There were highs, too, though: at a certain point, I said I’d had enough of losing my hair, so I shaved it off myself. I’ve been fortunate to be able to pull off the Vin Diesel look pretty well. I even had a long black-haired wig at one time that made me look like a Latin lover. But even then, I chose to go bald again because I wanted to feel the wind blowing across my head.
I remember waking up one morning after a whole night of chemotherapy during my first bone marrow transplant. I turned to my mother. Her voice sounded like it always did, but her words somehow sounded strangely different, like they were just out of reach. I picked up my guitar and started to play. Then I heard, “YOUR GUITAR IS OUT OF TUNE,” and I realized at that moment that I was going deaf.
I tried over and over again to tune it, but the notes were lost. Holding back the tears, I threw my guitar down and blasted some Ben Folds in my ears. “It was pain, sunny days and rain, I knew you’d feel the same way. Everybody knows, it hurts to grow up.”
And that’s what the next year was: a lot of really sunny days and a lot of really rainy days, as my hearing aids became less and less able to make up for my hearing loss.
This darkness lasted for a little over a year.

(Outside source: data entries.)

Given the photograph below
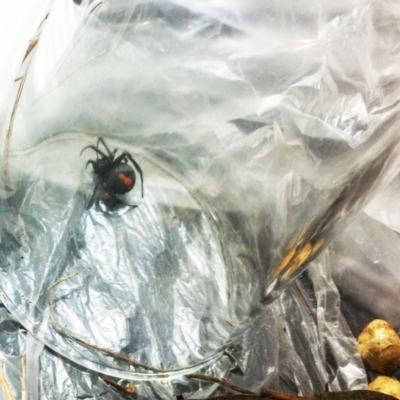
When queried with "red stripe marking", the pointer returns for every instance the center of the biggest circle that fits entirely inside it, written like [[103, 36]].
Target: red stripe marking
[[127, 181]]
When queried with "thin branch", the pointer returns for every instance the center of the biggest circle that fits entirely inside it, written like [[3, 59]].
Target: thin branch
[[128, 390], [23, 379], [4, 384], [220, 381]]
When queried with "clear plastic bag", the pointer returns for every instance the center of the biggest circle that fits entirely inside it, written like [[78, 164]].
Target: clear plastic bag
[[260, 130]]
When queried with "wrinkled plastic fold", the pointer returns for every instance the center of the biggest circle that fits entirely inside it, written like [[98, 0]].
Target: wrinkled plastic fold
[[261, 130]]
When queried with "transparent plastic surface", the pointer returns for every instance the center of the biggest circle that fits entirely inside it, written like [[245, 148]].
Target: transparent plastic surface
[[258, 136], [285, 349]]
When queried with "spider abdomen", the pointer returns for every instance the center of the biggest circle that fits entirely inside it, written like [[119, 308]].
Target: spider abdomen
[[120, 179]]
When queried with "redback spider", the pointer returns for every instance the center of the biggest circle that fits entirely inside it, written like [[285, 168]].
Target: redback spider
[[115, 175]]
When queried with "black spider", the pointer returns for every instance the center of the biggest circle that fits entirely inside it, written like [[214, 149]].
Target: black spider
[[115, 175]]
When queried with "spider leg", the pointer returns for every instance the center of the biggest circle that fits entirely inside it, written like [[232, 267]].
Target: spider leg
[[95, 149], [101, 140], [125, 155], [91, 201], [90, 162]]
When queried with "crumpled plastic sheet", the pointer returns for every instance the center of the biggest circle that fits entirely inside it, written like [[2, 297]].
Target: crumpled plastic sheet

The light did come in small pieces though: the next year, I came back to school as a deaf individual with hearing aids. Hearing when there was no background noise was easy, but hearing with lots of competing noise became impossible as my hearing continued to deteriorate. I lost some of my friends who couldn’t deal with it, but several of my friends also stuck close, and I started to realize who my true friends were. In short, I had to learn to overcome many small losses, like not catching a conversation, standing out, having some friends “not get it," and cling to the big victories, like finding some of my closest friends (who are still some of my closest friends today), making it to a year cancer-free, doing well in school, and staying happy and healthy.
The greatest light came in 10th grade, when we realized my hearing aids were not helping enough anymore, and my family and I decided that it was a good idea for me to get a cochlear implant. I still remember the night before the surgery, sitting in the car crying with my mom. The surgery would leave me completely deaf in my left ear. What if the device didn’t work? What if I was left in a worse situation?
After the device was implanted, I had to endure a week with absolutely no hearing in my left ear. Then, on January 27, 2007, my activation date, I came in to Hopkins and the doctors literally turned my ear back on. I sat there with my head hung low, and suddenly everything turned on — the whole room, my breathing, the doctor’s voice. I walked out that afternoon and heard birds chirping for the first time in over a year. It was one of the best days of my life!
My cancer was a test of my mind and my body and an opportunity to see how beautiful the simple things really are. My cancer was a chance to see what really matters, to bond with my family, to gain some perspective, to feel alive!
Cancer does not and should not always represent something sad - death, tragedy, loss. Cancer carries with it a struggle as well as a blessing, a life-threatening and life-changing experience for ALL involved, a time to grieve, and a time to raise spirits and inspire those around you, and a time to realize what you've lost as well as what you still have.